Presidente conhece cada verbo de seu papel na defesa da democracia global, e demonstra preparo físico exemplar para desempenhá-lo
Autor Marco Damiani
Marco Damiani é editor especial do
Brasil 247 no Rio de Janeiro
Publicado em 1 de agosto de 2026.
Luiz Inácio Lula da Silva. Crédito: Ricardo Stuckert
Desde maio, quando
completou um giro de entregas de obras públicas pelo País, o presidente Lula já
cumpriu mais de 50 agendas fora do Palácio do Planalto. Contando com o Ceará,
onde esteve na sexta-feira, 31, ele pisou, discursou e confraternizou-se com o
público em nada menos que 10 estados diferentes. Perto de completar 81 anos de
idade, em 27 de outubro, Lula vai apresentando ao País – e ao mundo – um show
de vitalidade que até os bolsonaristas mais empedernidos reconhecem, invejam e,
especialmente, temem.
“Enquanto eu viver, a extrema direita não voltará a governar esse país”, cravou o presidente, em Fortaleza, a milhares de pessoas reunidas na convenção estadual do PT cearense, em que o governador Elmano de Freitas foi conduzido à disputa pela reeleição. Ali, Lula fez ontem seu pronunciamento mais enfático sobre o que se deve esperar dele em termos de garra e disposição na defesa da democracia brasileira e mundial.
“Vou dizer mais:
que venha quem quiser. Se quiser vir o Trump, que venha. Se quiser vir o Milei,
que venha. Venha quem quiser. Eu não quero ajuda de fora. A única ajuda que eu
quero é a ajuda do povo brasileiro para que a gente possa manter a democracia nesse
país”, demarcou ele, sem subterfúgios.
Cada passo, gesto e
palavra que o presidente tem espalhado pelo País reforçam a barreira ao
fascismo que o Brasil – e ele, em pessoa – têm representado, nos últimos quatro
anos, desde a derrota de Jair Bolsonaro para o próprio Lula.
Ao mesmo tempo em
que sabe de cor e de improviso cada verbo e vírgula de seu papel no chamado
teatro das nações, Lula vai apresentando as condições físicas perfeitas para
desempenhá-lo. Ajustou o regime alimentar, tornou-se assíduo em atividades
físicas e se consolida, hoje, como um exemplo pronto e acabado de força vital
que vai além da política. Serve de modelo para toda a população em busca de
vida saudável e ativa.
“O presidente
demonstra uma condição física e cardiovascular bastante favorável para a sua
faixa etária”, atesta o cardiologista Roberto Kalil Filho, médico que acompanha
a saúde de Lula nas últimas décadas. “Ele é um exemplo para todas as pessoas
dos benefícios que o hábito contínuo de praticar exercício pode trazer como ganho
real de densidade óssea, massa magra e controle metabólico.”
No plano político,
Lula se destaca nesta campanha como um arauto bem preparado em defesa da
democracia. “Eu competi contra o Fernando Henrique Cardoso, contra o José
Serra, contra o Geraldo Alckmin”, lembrou o presidente em entrevista recente.

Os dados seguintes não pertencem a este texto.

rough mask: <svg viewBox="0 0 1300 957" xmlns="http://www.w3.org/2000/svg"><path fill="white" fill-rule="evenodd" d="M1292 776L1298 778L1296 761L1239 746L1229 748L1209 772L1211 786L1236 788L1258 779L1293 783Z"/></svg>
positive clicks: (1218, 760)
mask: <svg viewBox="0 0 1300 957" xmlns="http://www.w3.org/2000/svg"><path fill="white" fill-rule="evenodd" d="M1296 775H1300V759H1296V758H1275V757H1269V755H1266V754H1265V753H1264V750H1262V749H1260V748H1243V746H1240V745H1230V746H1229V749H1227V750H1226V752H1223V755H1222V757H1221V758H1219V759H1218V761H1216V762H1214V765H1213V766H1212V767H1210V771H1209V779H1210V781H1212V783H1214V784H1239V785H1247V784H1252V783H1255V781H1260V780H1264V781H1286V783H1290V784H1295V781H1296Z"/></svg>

“Nunca houve problema, nenhum deles jamais propôs um golpe ou coisa parecida.
Mas, depois do Bolsonaro, veio essa radicalização. Não posso admitir que isso
prevaleça no nosso Brasil.”
Com uma vida inteira na atividade sindical e
política, Lula é, sem dúvida, a celebridade mais conhecida do País. Do alto de
seu índice 100% de conhecimento, para usar o jargão das pesquisas eleitorais,
ele poderia ter optado por uma campanha com o tradicional fundo biblioteca, em
ambientes controlados, enumerando as realizações de sua gestão entre efeitos
especiais de vídeo. Ao contrário, está em campo aberto, no meio do povo,
exibindo força e vitalidade, com uma presença pessoal que vai se traduzindo em
escalada nas preferencias de votos. O fascimo global representado no Brasil
pelo bolsonarismo e seus apêndices não chega nem perto desse fôlego todo. Ufa!
EM TEMPO: Infelizmente, à Esquerda não sabe trabalhar tendo um líder como Lula. O que menos importa é se Lula é de Centro Esquerda ou não. Cada um que faça a sua parte, especialmente ocupando os devidos espaços políticos e apresentando sugestões e reivindicações no próximo mandato do governo Lula. Ok, Moçada!